Essie Andrews, F.H.S.
- 1/4 lb pork sausage meat
- 6 pork sausage links
- 1 (10 1/4) can pizza sauce
- 1/4 cup canned tomato puree
- 1/4 ground thyme
- 1/8 tsp crushed red pepper
- 1/8 tsp black pepper (optional)
- 1/8 tsp rubbed sage
- 1 1/2 cup buttermilk biscuit mix
- 1/2 cup nonfat dry milk solids
- 2 Tbsp butter or margarine, melted
- 1 (8 oz) package Mozzarella or process Cheddar cheese, thinly sliced
- 1 tsp organo leaves
About 1 hour before serving; Shape sausage meat into 5 or 6 balls. In medium skillet over medium heat, sauté sausage balls with links about 20 minutes, turning occasionally; drain and set aside.

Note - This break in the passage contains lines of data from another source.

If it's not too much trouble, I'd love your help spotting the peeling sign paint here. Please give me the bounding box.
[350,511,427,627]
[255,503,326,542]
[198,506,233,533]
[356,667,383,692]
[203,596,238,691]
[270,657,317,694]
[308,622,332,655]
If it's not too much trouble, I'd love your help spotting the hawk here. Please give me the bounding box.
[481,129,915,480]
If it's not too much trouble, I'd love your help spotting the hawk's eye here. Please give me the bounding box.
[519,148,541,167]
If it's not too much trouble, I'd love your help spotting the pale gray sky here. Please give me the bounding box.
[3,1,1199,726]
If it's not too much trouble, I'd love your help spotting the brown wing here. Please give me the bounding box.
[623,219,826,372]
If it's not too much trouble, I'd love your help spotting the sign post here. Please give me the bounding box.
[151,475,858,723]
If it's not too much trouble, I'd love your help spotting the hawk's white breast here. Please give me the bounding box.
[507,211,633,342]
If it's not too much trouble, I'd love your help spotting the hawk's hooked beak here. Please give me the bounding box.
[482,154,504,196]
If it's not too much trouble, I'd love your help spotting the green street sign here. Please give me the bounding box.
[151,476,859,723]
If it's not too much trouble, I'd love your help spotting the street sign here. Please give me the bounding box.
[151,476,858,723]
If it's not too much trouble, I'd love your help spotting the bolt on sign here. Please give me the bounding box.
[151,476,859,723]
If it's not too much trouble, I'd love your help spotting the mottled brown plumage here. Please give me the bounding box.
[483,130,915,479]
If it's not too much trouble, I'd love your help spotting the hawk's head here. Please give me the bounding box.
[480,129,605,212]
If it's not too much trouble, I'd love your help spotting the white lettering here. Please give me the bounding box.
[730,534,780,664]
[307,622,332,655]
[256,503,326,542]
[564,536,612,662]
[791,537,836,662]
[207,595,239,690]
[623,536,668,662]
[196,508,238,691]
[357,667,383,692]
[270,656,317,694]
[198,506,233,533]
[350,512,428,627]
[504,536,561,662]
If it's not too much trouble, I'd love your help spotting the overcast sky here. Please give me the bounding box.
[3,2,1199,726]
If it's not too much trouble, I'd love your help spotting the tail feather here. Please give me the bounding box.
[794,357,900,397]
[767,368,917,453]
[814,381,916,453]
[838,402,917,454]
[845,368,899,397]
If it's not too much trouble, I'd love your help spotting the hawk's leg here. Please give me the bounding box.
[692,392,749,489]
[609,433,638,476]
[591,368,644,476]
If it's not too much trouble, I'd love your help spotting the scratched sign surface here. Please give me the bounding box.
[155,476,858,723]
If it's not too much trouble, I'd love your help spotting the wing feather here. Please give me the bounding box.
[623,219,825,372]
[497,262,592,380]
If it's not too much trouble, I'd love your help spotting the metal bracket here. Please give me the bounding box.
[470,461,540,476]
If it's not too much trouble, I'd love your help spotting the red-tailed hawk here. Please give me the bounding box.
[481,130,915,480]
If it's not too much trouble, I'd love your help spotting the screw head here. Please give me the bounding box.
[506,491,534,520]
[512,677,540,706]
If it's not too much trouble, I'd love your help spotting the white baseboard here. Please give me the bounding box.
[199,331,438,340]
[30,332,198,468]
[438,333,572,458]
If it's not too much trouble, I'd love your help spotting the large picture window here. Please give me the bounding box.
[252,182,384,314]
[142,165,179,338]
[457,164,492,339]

Preheat oven to 400°F. In small saucepan, combine pizza sauce, tomato puree, thyme, red pepper, black pepper, and sage; cover. Simmer 10 minutes.
In medium bowl, combine biscuit mix with nonfat dry milk solids; with fork, stir in 5 or 6 tablespoons water or enough to make soft dough. Knead a few times, dusting with more biscuit mix if needed. Brush an 11 inch pie plate with some of melted butter. Press dough smoothly into pie plate or pizza pan (or roll on lightly floured into pie).